How could this be? How could she have moved to a “nice” neighborhood 20 years ago only to have it turn into a frightening slum now? She was close to retiring. Her children were grown and her husband was dead and she was alone and loving it. She came and went as she wanted. She made her own schedule and answered to no one. For someone born in the 50s and married early, that was a whole new world that she welcomed. Three kids all before she was old enough to drink. Her entire life had been dedicated to home making.

That term always made her laugh. She didn’t make a home. She provided love. That was all. She nurtured, and got nurtured in return. Her children were fabulous adults who came to visit her at least once a week. They had begged her to move. They moved out to the suburbs as soon as they got married. But she wanted to stay in her house her near the city. The house she and her husband bought together after years of scrimping and saving. The house where her children had all of their firsts. She grew up here and she wanted to die here.

But not today.

She would not die cowering under her table from a bunch of thugs who decided to wreak havoc because some dirty cop had beaten some lawbreaker to death, and some lay-about with nothing better to do had decided to capture the whole thing on his iPhone and post it online.
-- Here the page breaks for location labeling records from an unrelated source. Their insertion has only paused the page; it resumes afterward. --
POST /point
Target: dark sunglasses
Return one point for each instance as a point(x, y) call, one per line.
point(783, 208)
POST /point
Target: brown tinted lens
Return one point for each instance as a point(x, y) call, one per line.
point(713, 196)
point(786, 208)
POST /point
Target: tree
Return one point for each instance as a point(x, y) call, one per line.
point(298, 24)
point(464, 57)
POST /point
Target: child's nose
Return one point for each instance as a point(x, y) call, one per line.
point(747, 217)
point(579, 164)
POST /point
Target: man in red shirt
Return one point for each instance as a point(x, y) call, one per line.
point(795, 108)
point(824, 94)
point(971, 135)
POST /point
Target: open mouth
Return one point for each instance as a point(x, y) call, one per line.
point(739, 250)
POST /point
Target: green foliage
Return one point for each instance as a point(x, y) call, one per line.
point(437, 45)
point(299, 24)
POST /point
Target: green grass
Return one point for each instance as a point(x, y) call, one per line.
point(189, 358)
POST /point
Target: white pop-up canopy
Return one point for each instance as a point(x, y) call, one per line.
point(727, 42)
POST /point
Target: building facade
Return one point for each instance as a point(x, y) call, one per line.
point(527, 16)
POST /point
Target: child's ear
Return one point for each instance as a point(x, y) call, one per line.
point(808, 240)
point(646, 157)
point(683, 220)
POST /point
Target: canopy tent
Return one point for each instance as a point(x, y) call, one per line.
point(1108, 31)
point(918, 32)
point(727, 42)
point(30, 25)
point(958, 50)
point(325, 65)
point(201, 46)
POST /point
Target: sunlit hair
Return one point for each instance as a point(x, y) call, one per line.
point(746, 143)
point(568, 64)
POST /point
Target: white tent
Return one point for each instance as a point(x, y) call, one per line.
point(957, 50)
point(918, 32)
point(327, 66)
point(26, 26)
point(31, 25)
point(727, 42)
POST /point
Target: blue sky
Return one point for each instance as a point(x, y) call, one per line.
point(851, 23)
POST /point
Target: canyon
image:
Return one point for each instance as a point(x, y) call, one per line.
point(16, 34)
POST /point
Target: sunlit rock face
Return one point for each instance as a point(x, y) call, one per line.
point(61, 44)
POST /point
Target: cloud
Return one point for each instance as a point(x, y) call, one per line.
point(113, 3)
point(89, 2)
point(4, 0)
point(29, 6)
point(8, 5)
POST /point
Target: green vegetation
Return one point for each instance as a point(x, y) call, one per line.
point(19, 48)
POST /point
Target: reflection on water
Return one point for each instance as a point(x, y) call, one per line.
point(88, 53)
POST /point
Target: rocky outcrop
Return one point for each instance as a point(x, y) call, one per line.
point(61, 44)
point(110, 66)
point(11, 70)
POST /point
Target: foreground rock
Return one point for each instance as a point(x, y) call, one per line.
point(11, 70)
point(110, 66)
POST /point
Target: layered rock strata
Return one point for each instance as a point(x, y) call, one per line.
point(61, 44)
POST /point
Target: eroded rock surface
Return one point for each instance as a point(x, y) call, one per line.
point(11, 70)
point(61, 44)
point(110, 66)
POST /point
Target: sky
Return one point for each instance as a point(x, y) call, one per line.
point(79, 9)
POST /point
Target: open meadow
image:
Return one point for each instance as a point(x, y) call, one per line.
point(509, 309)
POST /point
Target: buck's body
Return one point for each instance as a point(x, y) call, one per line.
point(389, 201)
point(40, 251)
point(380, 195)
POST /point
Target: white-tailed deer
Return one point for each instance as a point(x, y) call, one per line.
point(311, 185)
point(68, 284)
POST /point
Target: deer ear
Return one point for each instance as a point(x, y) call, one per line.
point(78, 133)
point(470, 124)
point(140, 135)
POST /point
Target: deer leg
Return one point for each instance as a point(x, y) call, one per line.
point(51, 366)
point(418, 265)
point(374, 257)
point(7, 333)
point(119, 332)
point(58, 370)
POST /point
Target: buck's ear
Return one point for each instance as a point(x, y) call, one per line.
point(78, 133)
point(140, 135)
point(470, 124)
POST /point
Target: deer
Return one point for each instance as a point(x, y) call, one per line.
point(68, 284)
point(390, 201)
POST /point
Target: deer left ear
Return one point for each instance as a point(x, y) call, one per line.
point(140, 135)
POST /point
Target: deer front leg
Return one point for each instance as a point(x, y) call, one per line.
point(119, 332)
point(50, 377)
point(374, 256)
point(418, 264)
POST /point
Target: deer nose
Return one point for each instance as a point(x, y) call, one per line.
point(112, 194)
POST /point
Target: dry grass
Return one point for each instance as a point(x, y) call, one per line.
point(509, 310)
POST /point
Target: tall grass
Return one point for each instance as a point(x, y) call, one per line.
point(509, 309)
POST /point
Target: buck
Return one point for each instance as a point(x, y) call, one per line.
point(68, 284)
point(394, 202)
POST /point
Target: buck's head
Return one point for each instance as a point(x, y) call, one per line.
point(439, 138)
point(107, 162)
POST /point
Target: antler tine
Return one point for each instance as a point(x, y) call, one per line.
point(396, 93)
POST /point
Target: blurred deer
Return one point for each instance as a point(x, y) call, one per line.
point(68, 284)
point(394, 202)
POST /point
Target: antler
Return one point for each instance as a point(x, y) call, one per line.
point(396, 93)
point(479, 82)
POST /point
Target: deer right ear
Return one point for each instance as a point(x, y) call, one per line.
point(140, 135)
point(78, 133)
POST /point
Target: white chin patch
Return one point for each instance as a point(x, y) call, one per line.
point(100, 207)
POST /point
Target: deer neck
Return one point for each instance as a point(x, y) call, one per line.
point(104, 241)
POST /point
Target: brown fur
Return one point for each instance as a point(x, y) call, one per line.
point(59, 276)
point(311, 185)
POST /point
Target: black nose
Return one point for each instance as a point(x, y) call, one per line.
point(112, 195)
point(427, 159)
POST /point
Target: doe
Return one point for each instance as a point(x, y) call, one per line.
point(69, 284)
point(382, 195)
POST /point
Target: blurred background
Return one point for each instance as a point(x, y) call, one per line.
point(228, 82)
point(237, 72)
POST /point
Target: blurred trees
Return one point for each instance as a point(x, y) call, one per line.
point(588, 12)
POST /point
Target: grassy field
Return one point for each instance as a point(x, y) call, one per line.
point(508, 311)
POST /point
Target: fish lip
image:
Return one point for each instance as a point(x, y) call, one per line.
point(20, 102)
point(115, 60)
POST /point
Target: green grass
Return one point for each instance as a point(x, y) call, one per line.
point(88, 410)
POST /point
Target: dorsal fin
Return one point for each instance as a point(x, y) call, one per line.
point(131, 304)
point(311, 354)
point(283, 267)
Rodney King was supposed to have taught the world something. Karen also just wanted everybody to get along. But this new wave of kids, these new malcontents, these weren’t poverty-stricken rebels storming the castle. These were well-to-do kids who had never known want. Their lives had been smooth. Featureless. Now they were becoming adults and in dire need of making some features on the landscape.

But why did they have to destroy things? Why destruction instead of creation? That’s what Karen couldn’t understand.

Karen crawled out from under the table and peeked outside. Some scrawny guys were trying to turn over her car.

That was the last straw. Without thinking, Karen grabbed the baseball bat her son-in-law made her keep behind the front door. She ran outside in her sweatpants and t-shirt, aging tits sagging with no bra to restrain them.

She screamed at the scrawny boys in her driveway. More out of shock than fear, they stopped and stared at her. She ran at them, bat swinging. She didn’t remember what she said, but knew it had something to do with “damn kids” and “get a job” or something banal and trite like that. If she wasn’t so angry, she would have laughed at herself.

In fact, she did laugh at herself when, the next day, her granddaughter emailed her a link to a YouTube video that had gone viral. “Raging Granny” already had over 200,000 hits. Apparently, the spirit of Rodney king was alive and well in the 21st Century. Her neighbor’s little boy had recorded Karen going ballistic on the scrawny boys, and lord did Karen ever get a kick out of that!

And it certainly kept the boys away. The cops could see quite clearly who they were, and within days, the boys no longer bothered anyone, and would not be bothering anyone for a very, very long time.